Data Views

Introduction

Often times it is useful to get attributes across a large number of objects in the Flywheel hierarchy. One possible way of retrieving fields in such a manner would be looping over each level in the hierarchy, collecting the desired fields at each level. This is problematic because it is tedious to write and inefficient to execute.

A view is an abstraction that describes how to collect and aggregate data on a Flywheel instance. Views are defined as a set of columns to collect and are executed against a container (such as a project, subject or session). In addition, tabular or JSON file data may be aggregated from files, even files that are members of archives, or part of analysis output.

Data views provide an alternative way to efficiently aggregate data across the hierarchy in a tabular way, producing results like this:

project.label	subject.age	subject.sex	acquisition.label	trial_type	response_time	accuracy
color study	1040688000	male	task-redBlue	go	1.435	1
color study	1040688000	male	task-redBlue	stop	1.739	0
color study	851472000	female	task-redBlue	go	1.379	1
color study	851472000	female	task-redBlue	stop	1.534	1

Loading An Existing View

Views that already exist on flywheel can be accessed through the SDK using the get_view() command:

# Load a data view
view = fw.get_view(<view_ID>)

the view ID can be found in the URL on the UI when accessing a data view.

A list of data views available on the site can be found with the ???? command

Creating A View

Views can be created using the ViewBuilder class, or the short-hand View() method. At a minimum, one column or file must be specified when creating a data view.

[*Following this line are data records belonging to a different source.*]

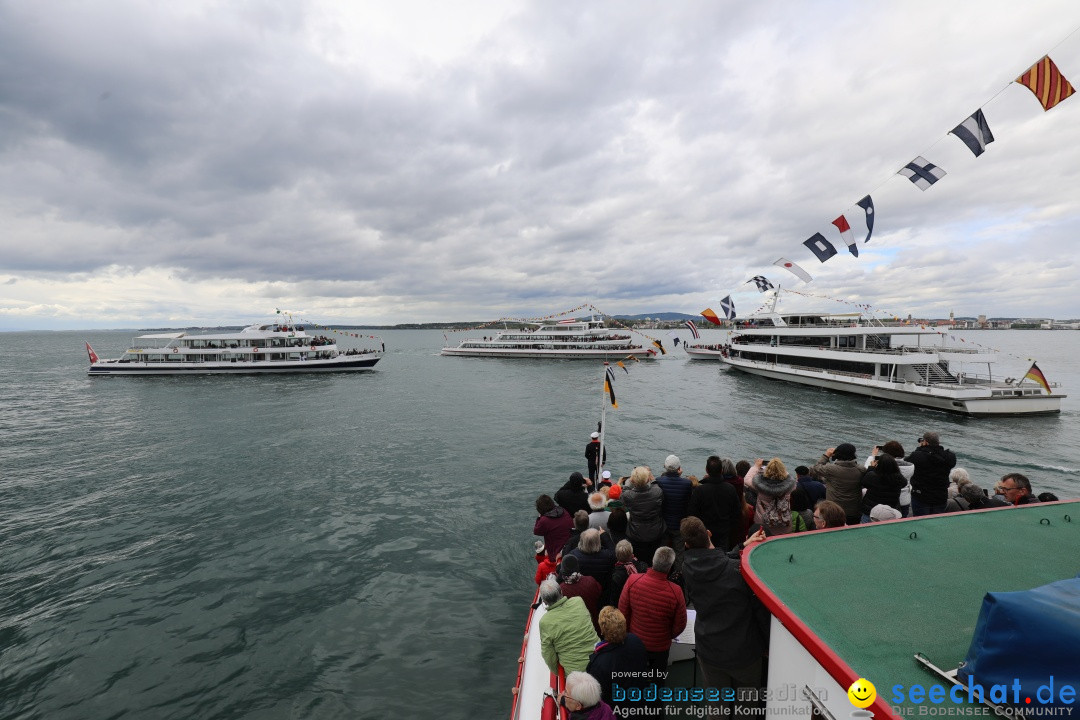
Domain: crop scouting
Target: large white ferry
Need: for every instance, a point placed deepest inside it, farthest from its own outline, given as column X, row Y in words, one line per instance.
column 888, row 361
column 569, row 339
column 257, row 349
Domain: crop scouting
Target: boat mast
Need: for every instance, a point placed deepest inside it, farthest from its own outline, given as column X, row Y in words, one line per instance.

A simple example would be to create a view that collects all of the built-in subject columns:

# Build a data view
view = fw.View(columns='subject')

Executing A View

A View object doesn’t become useful until you execute it against a container. View results can be loaded directly into memory, or saved to a file. If the pandas python package is available, you can also load view results directly into a DataFrame. Finally, you can also save the results of a view execution directly to a container as a file.

Load JSON View

import json
with fw.read_view_data(view, project_id) as resp:
        data = json.load(resp)

Load pandas DataFrame

df = fw.read_view_dataframe(view, project_id)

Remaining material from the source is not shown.